Even beyond the business exposing nature of the tournament with real fights, this should have been the moment that WWE realized the benefits pro wrestling will have over MMA: MMA may be real and pro wrestling may be "fake", but on the other side, that's a good thing.

The Williams knockout by Gunn just goes to show MMA's biggest weakness- you can hype someone up as the baddest man in the sport, you can hype someone up as the best fighter on the planet, put all your advertising to make this person the star of your company...and it can all end in an instant if a tomato can gets one lucky punch in. Bart Gunn KO'ing Steve Williams would be the equivalent of- say, Seth Petruzelli pulling off the upset on Kimbo Slice and mortally wounding Strikeforce in the process.
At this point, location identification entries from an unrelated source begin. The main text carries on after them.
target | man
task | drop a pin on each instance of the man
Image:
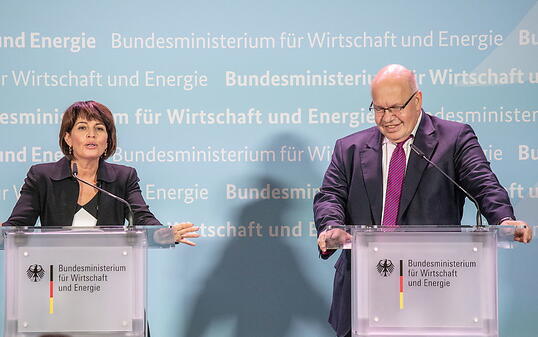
(375, 178)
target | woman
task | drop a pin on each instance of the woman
(87, 138)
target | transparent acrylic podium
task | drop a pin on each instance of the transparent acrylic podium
(424, 280)
(78, 282)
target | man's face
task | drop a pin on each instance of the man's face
(396, 126)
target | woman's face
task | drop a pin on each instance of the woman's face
(87, 138)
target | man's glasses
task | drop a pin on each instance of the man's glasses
(392, 109)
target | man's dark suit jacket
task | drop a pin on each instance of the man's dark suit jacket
(51, 193)
(352, 190)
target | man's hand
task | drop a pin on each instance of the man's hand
(522, 231)
(185, 231)
(335, 237)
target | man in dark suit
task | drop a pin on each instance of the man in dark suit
(359, 186)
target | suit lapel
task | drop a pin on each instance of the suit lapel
(370, 157)
(426, 140)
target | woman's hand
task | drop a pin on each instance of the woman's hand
(185, 231)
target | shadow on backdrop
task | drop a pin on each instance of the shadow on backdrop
(258, 282)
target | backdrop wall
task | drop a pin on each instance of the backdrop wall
(229, 110)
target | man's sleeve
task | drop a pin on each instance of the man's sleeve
(475, 175)
(330, 202)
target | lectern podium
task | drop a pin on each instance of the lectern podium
(78, 281)
(425, 280)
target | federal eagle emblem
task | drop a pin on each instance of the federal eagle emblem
(385, 267)
(35, 272)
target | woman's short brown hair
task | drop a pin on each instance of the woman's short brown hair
(89, 110)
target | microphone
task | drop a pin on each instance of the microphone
(130, 215)
(423, 156)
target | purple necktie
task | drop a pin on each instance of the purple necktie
(394, 186)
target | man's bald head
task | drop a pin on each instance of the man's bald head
(393, 87)
(396, 72)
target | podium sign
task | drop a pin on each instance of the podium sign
(74, 282)
(414, 283)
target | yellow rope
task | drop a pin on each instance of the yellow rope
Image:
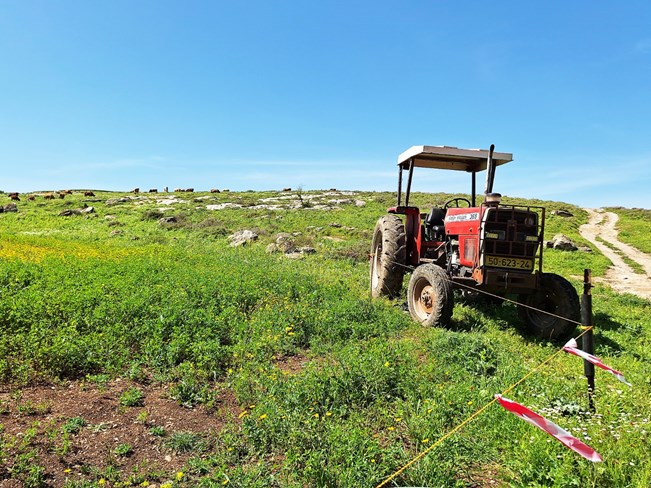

At least with pro wrestling booking- if you're trying to hype someone up as the best in the company and making this person the star of the show, you can simply decide "okay, you are going to win, and keep winning until you're a big star".

 

I dunno if I would use Kimbo vs. Petruzelli as an 1:1 example because even if Ken Shamrock (Kimbo's original opponent that night) and Kimbo won, EliteXC was more than likely on its way out. They were losing a ton of money and Showtime decided not to buy controlling interest of the company. People thought being on CBS was a game changer (the same would be thought about Strikeforce soon thereafter) and having decent to good ratings was an indicator they were competing with the UFC. I doubt they were receiving an substantial money from their TV deals if they were receiving any money at all. The business model was too flawed to survive.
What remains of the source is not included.